Enfim na Via Dutra, por onde não transitava há alguns anos, pude testemunhar a urgência da terceira pista, as irresponsabilidades de motoristas e motociclistas e nenhuma fiscalização contra imprudências e infrações cometidas com naturalidade pueril.
Mais adiante, subindo a serra na noite gelada, lembrei da velha canção em que as casas lá embaixo estão com frio e indicam a mão do poste velho para descer o barranco desfeito na luz.
Noite alta, vencida a estrada simples e sinuosa, surgiram os primeiros sinais de que a moeda da vida tem duas faces: mesmo com o restaurante do hotel já fechado, havia jantar quentinho aguardando no prato. Acolhimento de matar de inveja a metrópole agora distante, refém de si mesma, que ficou comendo sua própria fumaça.
Abrimos as primeiras garrafas, conversamos sobre quase tudo, trocamos ótimas experiências. Mais um pouco, teríamos resolvido metade dos problemas do mundo. Nada que uma bela noite de sono sossegado não recolocasse no lugar.
Fizemos caminhadas pelo ambiente espetacular da fazenda, encantados com a vida simples e saudável que habita o lugar. Ouvimos o relógio da matriz da cidadezinha nos informando hora a hora que o tempo ali passa um bocadinho mais devagar. E festeja o momento transcendental da Hora do Angelus com o som da Ave-Maria se espalhando mansamente, como um sopro de fé.
O enredo do encontro foi revelando seus personagens: o dono do hotel, mestre da fidalguia sempre inflamado na sua fraterna implicância com a espanhola de sangue quente, cujo marido é quem mais se diverte com a contenda.
O parente da cantora famosa abrindo sua prodigiosa memória que se confunde com a história ferroviária do país, ampliada pelas viagens em busca de locomotivas ao redor do mundo.
O homem criado nos encantos do campo, que mudou para o mundo urbano e continua apaixonado pelas sabedorias rurais.
A mulher que insinua segredos picantes em frases que ninguém consegue compreender, engraçadíssima na forma de não dizer coisa com coisa.
O velho amigo que me convidou, anfitrião do encontro, com sua tradicional nobreza, juntando pontos comuns com precisão de mosqueteiro, equilibrando tudo e compartilhando a delicadeza do seu amor de vida inteira com a grande senhora de múltiplos talentos.
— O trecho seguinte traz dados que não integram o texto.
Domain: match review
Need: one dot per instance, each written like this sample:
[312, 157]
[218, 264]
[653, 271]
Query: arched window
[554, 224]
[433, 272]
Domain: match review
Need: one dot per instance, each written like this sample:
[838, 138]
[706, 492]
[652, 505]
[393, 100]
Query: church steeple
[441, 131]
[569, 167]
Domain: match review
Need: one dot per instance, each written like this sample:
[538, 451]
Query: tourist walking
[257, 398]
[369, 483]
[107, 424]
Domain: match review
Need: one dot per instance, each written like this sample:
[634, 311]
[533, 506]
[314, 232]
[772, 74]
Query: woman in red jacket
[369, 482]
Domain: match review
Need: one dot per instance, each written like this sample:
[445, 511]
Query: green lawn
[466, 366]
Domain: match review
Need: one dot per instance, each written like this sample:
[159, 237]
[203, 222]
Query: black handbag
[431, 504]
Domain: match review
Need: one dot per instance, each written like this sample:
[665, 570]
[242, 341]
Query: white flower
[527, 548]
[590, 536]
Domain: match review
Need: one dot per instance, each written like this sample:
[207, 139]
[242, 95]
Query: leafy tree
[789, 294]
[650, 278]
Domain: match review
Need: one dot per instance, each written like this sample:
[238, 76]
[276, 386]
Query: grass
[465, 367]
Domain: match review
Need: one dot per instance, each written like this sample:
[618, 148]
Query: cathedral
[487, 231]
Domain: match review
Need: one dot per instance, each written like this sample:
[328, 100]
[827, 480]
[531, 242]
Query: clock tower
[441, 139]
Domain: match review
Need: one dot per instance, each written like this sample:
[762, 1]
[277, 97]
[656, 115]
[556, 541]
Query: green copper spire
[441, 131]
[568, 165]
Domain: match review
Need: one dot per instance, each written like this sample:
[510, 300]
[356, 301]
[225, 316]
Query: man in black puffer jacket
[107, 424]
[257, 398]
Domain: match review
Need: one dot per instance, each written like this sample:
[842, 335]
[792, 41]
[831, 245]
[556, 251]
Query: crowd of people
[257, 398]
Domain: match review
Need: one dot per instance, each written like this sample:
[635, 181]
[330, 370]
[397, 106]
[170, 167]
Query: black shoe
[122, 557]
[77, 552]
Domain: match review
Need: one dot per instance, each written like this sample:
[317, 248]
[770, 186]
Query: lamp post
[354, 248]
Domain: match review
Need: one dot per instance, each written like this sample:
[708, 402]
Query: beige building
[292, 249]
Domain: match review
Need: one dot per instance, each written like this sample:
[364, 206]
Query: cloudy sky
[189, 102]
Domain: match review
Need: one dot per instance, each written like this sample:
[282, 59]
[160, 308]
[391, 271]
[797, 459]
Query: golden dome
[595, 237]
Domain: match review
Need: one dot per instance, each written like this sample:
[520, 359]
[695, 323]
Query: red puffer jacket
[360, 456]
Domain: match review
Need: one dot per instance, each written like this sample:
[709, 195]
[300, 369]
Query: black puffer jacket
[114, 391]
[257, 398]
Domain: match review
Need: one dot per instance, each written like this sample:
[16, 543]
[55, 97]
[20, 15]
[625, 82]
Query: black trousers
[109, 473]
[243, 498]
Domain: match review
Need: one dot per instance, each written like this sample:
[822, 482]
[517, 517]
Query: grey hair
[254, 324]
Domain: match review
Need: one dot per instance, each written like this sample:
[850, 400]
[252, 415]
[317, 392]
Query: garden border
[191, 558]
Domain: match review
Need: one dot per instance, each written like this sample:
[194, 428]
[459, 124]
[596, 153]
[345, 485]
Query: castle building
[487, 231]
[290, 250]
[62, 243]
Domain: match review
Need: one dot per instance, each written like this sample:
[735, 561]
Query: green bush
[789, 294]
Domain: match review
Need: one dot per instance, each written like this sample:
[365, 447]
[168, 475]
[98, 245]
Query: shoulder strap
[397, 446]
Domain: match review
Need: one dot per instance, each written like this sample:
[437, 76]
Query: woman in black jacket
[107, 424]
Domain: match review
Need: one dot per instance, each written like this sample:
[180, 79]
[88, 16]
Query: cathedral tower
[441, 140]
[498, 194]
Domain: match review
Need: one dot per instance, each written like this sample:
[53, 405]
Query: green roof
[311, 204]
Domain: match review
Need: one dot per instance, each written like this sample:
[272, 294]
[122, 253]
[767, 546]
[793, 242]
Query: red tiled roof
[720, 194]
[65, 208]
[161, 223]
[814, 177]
E o garçom de inesgotável alegria, antigo na casa, contando ótimas histórias e dando dribles de mestre nos nossos chistes mais inspirados.
A enxurrada de vinho começou a revelar universos paralelos inacreditáveis, como o sistema de túneis que começa na adega camuflada para desencaminhar garrafas nobres, e interliga lugares tão distintos como São Tomé das Letras, Visconde de Mauá, a Planície de Gizé e Machu Picchu – exatamente na curva onde se chega depois de tomar o chá alucinógeno que ajuda a enfrentar a altitude, e que descortina a cidade perdida dos incas.
Houve quem jurasse que é esse chá que faz o viajante enxergar o tesouro arqueológico peruano, que ele não existe de fato, não passa de holografia ou milacria do tipo.
Outro, ainda mais estudioso, garantiu que o tal sistema de túneis serviu para transportar as pedras que ergueram as pirâmides do Egito e o monumento inca – inclusive o teodolito eletrônico que mediu o alinhamento milimétrico das janelas da cidade. O que a bebida não faz, meu Deus!
Rimos como há muito não fazíamos. Rimos de tudo, principalmente de nós mesmos – o que é ótimo sob todos os aspectos. Se cada gargalhada nos garante mesmo os tais quinze minutos a mais de vida, devemos ter ganhado, no mínimo, mais uns dias neste mundo. Dádiva que pretendemos comemorar com um lendário Porto 40 anos que, segundo informações sigilosas do serviço secreto português, está malocado no setor de vinhos alheios da adega dos túneis. Delicadamente subtraído do “esquecimento” de um incauto alcoolizado em outra ocasião.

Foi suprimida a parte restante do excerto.